The Trade Union Congress of Nigeria (TUC) has urged the Federal Government to use excess crude oil revenue to subsidise local refineries, including the Dangote Refinery, to mitigate rising fuel prices. TUC president Festus Magee warned that without intervention, petrol could reach N2,000 per litre. The union called for urgent measures to stabilise fuel supply, citing the removal of petrol subsidies in 2023 as a key driver of inflation and economic strain. Magee said supporting domestic refining capacity would reduce reliance on imported refined petroleum products. The appeal comes amid growing public concern over fuel scarcity and fluctuating pump prices across major cities. TUC also demanded that the government address insecurity in the Niger Delta, which has disrupted oil production and logistics. The union stressed the need for long-term energy policies that prioritise local refining and job creation.
Festus Magee's warning that fuel could hit N2,000 per litre is not alarmism—it is a projection grounded in the current dysfunction of Nigeria's downstream sector. While the TUC points to the Dangote Refinery as a potential anchor, the real issue is the government's continued hesitation to structurally support domestic refining beyond rhetoric.

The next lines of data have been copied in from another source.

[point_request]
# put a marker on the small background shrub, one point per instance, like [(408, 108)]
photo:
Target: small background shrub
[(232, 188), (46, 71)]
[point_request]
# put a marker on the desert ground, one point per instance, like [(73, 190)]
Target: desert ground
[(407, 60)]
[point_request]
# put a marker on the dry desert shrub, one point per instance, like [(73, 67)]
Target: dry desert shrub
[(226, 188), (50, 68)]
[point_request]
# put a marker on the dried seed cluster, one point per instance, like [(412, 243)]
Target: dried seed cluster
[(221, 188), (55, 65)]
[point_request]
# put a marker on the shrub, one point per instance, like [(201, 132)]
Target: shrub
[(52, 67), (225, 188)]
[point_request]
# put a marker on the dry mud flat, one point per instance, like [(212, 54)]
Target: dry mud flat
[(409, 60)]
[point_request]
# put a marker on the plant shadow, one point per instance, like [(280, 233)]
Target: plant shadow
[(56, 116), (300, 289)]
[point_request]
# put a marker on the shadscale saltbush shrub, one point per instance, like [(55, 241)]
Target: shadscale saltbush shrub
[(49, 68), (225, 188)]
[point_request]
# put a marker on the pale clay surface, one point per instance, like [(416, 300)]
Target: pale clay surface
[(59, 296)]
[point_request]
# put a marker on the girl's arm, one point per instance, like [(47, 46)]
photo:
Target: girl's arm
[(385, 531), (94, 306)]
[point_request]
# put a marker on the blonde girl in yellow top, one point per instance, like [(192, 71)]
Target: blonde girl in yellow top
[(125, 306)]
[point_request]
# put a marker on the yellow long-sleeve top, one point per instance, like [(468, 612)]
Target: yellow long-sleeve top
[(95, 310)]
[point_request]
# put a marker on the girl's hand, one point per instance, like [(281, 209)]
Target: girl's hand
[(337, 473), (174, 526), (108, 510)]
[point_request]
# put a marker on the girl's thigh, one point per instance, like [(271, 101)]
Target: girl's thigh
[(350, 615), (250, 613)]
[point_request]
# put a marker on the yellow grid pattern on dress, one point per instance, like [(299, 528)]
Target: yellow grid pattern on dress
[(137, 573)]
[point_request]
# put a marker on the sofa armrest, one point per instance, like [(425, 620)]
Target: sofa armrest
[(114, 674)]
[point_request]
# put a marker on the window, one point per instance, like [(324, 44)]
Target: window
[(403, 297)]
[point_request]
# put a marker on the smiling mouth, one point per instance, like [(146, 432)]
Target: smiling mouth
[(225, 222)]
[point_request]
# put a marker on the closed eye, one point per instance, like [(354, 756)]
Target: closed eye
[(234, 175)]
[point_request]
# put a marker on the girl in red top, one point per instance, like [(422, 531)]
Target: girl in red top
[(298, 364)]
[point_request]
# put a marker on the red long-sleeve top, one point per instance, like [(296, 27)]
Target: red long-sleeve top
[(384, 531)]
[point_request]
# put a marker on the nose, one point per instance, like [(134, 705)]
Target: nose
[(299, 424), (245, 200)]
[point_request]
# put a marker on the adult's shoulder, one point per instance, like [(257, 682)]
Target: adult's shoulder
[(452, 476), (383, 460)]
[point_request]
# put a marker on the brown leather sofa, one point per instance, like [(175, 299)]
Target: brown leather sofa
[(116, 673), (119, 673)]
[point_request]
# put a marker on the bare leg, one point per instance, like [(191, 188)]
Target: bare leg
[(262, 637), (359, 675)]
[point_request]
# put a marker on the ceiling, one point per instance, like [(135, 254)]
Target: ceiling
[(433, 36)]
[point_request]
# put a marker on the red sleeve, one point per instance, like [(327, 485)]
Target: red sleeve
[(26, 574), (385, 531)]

The call to use excess crude revenue to subsidise refineries exposes a deeper contradiction: Nigeria earns billions from crude exports but remains hostage to imported petrol. Despite the Dangote Refinery's commissioning, its full impact is limited by inconsistent government policy and lack of off-take agreements. The Niger Delta's insecurity, which TUC flagged, further reveals how regional instability directly undermines national energy security and pricing.
Ordinary Nigerians, especially low-income commuters and small-scale transporters, bear the brunt of every price ripple. Without stable local refining, fuel costs will keep feeding inflation, eroding wages and deepening poverty.
This is not an isolated plea. It reflects a decade-long pattern of reactive fuel policies, where unions and citizens absorb the shock of unfinished energy reforms.